You can copy and paste code.
There are times when it is the right thing to do. We are taught not to do it because, more often than when it is the right thing to do, it is the lazy thing to do.
It is not the right thing to do when you’re copying an idea that, if you change it, will have to be changed everywhere you copy it. If everywhere you copy it it needs to vary independently then it’s good to copy.
You can dedupe code
The thing that makes not-copying difficult to write is you’ll need a good name. Avoiding creating bad names is good but avoiding creating good names is bad.
If we can get a good name out of you then the code becomes easier to read. You’ve discovered a useful abstraction that saves readers time.
Sometimes duping is required
However, sometimes code expresses a different idea that varies independently and just happens to look the same. In this case duplication is no sin.

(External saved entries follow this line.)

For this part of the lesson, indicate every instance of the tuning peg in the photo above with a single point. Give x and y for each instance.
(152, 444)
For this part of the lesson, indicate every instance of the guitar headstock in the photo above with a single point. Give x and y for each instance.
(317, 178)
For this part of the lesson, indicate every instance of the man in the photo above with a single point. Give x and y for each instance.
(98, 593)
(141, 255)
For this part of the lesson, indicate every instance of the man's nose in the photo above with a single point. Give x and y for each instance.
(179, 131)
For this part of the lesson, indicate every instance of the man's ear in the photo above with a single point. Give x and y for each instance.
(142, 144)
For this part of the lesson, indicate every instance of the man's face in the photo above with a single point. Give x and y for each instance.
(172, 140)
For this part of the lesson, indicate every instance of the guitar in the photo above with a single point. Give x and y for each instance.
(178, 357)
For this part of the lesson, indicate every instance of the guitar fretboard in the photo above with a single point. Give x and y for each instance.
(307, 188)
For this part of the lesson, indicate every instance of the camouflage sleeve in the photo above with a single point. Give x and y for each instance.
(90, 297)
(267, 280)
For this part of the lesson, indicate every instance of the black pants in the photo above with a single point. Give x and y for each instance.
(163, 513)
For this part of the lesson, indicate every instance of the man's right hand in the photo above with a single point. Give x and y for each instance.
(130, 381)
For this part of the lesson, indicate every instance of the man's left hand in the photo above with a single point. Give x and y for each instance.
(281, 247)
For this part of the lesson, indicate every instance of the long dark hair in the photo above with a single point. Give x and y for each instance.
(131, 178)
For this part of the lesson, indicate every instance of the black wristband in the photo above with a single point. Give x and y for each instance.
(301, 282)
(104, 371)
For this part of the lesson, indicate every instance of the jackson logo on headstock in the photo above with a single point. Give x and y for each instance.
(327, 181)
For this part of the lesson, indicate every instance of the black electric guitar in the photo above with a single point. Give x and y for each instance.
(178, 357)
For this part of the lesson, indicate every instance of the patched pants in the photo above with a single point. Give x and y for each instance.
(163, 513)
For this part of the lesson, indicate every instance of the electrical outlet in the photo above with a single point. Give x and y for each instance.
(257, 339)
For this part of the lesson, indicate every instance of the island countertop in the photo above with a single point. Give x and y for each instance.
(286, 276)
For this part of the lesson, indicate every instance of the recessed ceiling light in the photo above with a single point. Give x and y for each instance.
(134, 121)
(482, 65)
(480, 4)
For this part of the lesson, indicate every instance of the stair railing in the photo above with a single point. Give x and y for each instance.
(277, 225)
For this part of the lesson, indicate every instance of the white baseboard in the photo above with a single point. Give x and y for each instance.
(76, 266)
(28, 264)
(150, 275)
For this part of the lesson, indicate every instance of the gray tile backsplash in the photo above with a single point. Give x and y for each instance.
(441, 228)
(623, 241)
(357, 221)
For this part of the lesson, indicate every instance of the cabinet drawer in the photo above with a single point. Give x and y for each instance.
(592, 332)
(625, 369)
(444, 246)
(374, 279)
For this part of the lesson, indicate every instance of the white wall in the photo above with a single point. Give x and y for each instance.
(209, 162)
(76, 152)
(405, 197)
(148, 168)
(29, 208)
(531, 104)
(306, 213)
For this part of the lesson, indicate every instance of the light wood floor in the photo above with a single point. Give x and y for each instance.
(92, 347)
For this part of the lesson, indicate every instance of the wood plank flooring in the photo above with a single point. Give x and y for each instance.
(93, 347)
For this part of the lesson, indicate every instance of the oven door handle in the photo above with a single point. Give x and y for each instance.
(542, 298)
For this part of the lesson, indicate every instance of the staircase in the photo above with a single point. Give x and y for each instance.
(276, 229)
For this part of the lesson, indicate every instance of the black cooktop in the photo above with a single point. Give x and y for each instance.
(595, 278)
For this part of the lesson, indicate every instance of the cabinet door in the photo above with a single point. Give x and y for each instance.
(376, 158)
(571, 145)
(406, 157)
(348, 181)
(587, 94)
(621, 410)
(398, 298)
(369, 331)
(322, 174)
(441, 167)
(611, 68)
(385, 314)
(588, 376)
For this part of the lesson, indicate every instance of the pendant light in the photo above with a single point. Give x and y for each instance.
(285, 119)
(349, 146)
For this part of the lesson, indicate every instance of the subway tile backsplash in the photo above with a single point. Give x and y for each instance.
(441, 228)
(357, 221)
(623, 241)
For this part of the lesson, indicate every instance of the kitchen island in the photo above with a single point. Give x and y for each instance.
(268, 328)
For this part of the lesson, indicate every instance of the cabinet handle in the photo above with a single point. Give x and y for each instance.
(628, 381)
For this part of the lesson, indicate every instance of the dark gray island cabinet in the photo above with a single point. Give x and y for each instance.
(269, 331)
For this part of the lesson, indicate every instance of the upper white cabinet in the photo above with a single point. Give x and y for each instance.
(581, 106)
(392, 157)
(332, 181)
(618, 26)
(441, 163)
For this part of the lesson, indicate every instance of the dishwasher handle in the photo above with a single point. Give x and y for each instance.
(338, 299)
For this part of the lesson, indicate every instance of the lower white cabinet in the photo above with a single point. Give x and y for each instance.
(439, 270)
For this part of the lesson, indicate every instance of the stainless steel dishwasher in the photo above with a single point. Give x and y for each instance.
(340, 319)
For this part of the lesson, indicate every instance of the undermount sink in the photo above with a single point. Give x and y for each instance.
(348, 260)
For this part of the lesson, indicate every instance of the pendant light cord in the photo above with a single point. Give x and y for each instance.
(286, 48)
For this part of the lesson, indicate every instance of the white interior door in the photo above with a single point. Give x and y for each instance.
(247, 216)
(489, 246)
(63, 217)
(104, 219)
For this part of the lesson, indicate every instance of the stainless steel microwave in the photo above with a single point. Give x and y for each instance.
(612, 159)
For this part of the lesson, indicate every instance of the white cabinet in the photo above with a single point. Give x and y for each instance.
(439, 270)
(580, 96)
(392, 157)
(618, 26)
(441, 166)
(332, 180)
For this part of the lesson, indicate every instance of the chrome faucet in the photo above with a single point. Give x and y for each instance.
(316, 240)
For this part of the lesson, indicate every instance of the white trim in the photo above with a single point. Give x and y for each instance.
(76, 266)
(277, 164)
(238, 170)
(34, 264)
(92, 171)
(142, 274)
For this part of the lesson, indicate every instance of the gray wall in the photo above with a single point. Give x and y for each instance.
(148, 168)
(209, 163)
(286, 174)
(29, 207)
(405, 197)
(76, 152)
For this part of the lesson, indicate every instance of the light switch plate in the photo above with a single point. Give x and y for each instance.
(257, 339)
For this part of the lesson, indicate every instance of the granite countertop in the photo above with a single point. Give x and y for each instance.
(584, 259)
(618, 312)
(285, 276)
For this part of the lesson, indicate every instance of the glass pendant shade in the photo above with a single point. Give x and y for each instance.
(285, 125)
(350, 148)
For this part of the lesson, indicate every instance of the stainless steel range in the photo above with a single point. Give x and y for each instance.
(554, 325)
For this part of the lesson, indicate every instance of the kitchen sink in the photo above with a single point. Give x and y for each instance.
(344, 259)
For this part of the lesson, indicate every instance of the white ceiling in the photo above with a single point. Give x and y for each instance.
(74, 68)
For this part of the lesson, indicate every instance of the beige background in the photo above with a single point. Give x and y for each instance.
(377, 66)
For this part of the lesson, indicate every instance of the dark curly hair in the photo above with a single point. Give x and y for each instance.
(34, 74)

You can’t tell by looking at the copied code. Being the same code character for character isn’t the sin.
Just because x
and y
both happen to equal 1
doesn’t, on its own, mean one of them has to go. No, but if you had a rule that said x
must equal y
then you should question whether you really need y
.
Uncertainty
What if you can’t predict the future and aren’t sure if it needs to vary independently? In that case, consider avoiding copying simply because it makes it harder to see what you have done. Requirements change isn't the only thing that forces change. Discovered bugs force change as well. It's not fun to find you've copied a bug to a bunch of different places and left yourself no easy way to find every place. Also there's refactoring. Your copy might be an easy to detect dupe now but then someone refactors it and suddenly it's a dupe (still does the same thing for the same reasons) that looks completely different.
When you give a snippet of code a name and reuse that name you are making the reuse explicit, ensuring that each use changes together, and hopefully used a good name on a good abstraction. When you don't need those features, copy as you please.
Try again later
You might read this and conclude that since these features were desired the junior developer made a mistake. Hold on. Often the easy way to reuse code is to first copy it, figure out what code needs to be created to support it, and test that it really does what you need it to do. Then consider factoring it out with a name and abstraction (method, object, etc). Yes, copy and paste can be a good first step to explicitly reusing code. Which is exactly what you used it for.
Mark your path
But this only works if you know where all that copying happened. You were lucky you could find it. People with questions and bathroom trips interrupt at the most inconvenient times. So if you want to be a casual copier consider adopting a habit of documenting where your code came from when you copy it. A quick little comment can save your bladder and ensure that the reuse is detectable.